Lead/Presenter: Huanguang Jia, COIN - North Florida/South Georgia and Tampa
All Authors: Jia H (COIN-North Florida/South Georgia and Tampa) Pei Q (COIN-North Florida/South Georgia and Tampa) Hale-Gallardo JL (COIN-North Florida/South Georgia and Tampa) Bates BE (Aleda E. Lutz VA Medical Center) Wu SS (COIN-North Florida/South Georgia and Tampa) Vogel WB (COIN-North Florida/South Georgia and Tampa) Wang X (COIN-North Florida/South Georgia and Tampa) Cowper Ripley DC (COIN-North Florida/South Georgia and Tampa)

Objectives:
Hospital readmission and mortality are commonly used for quality improvement and cost controls.

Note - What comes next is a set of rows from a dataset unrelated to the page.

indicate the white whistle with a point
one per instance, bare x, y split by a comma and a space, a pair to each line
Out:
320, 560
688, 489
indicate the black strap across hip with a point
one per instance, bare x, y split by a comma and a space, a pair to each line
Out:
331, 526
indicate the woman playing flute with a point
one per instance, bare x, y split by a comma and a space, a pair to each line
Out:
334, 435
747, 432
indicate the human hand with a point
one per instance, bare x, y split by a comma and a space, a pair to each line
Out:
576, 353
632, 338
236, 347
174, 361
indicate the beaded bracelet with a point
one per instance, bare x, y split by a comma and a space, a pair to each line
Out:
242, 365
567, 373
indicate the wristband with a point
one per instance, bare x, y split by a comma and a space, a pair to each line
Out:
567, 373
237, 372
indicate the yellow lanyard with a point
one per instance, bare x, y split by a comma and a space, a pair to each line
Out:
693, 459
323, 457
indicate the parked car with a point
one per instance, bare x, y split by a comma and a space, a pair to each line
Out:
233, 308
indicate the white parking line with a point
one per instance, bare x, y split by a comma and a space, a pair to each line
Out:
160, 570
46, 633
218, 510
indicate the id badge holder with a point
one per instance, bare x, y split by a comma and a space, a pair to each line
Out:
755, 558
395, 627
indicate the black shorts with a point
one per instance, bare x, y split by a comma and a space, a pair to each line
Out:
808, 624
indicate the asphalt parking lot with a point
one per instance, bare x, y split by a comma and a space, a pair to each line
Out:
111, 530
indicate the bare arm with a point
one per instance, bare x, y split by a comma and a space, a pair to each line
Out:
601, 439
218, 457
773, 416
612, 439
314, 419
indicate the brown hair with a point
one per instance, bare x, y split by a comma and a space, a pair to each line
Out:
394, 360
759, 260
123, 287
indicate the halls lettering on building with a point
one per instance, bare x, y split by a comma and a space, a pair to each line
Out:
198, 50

VA Community Living Centers (CLC) and Community Nursing Homes (CNH) are two major sources of post-acute stroke care for Veterans; however, limited information is available about hospital readmissions and mortality rates for Veteran residents at these locations. This study assessed differences in stroke readmissions and mortality between CLC Veterans and CNH Veterans nationally and by region.

Methods:
This retrospective study included all Veterans diagnosed with stroke (N = 18,272) and residing in CLCs (n = 12,660) or VA-contracted CNHs (n = 5,612) between 2006 and 2009. CLC and CNH Minimum Datasets (MDS2.0) were linked with Veteran vital status data and VA and Medicare inpatient data. Stroke readmission and mortality referred to the event incidence occurring within the 12 months post nursing home admission date. The 5 MyVA regions were used to group the CLCs and CNHs. Poisson regression for readmission and logistic regression for mortality were applied adjusting for propensity score and rehabilitation care utilization.

Results:
The 12-month readmission rate was 27% for CNH and 15% for CLC Veterans with 90% of CNH Veterans' readmissions occurring under Medicare vs. 58% for CLC Veterans. Poisson regression results showed that CLC (vs. CNH) Veterans were 50% less likely to be readmitted for stroke (Coefficient±SD: -0.65±0.08, p < 0.001). The 12-month crude mortality rate was 25% for CLC and 23% for CNH Veterans. Logistic regression results demonstrated that CLC (vs. CNH) Veterans were more likely to die (AOR = 1.13, CI = 1.12, 1.14, P = 0.009). Significant regional variations in the readmission and mortality outcomes were observed in our regression models: Pacific CLC Veterans and Continental CNH Veterans had more rehospitalizations; Continental CLC Veterans and Pacific CNH Veterans had higher chances of dying than their counterparts from other regions, respectively.

Implications:
During the 12-month follow-up time period, Veterans with stroke at VA-contracted CNHs were twice as likely as being rehospitalized for stroke but less likely to die than their CLC counterparts, with significant regional variations.

Impacts:
Our findings about Veterans' post-stroke readmissions and mortality at CLCs and CNHs and insights regarding geographic variations of these outcomes would help VA policy makers and clinicians in their evidence-based policy and clinical decision making.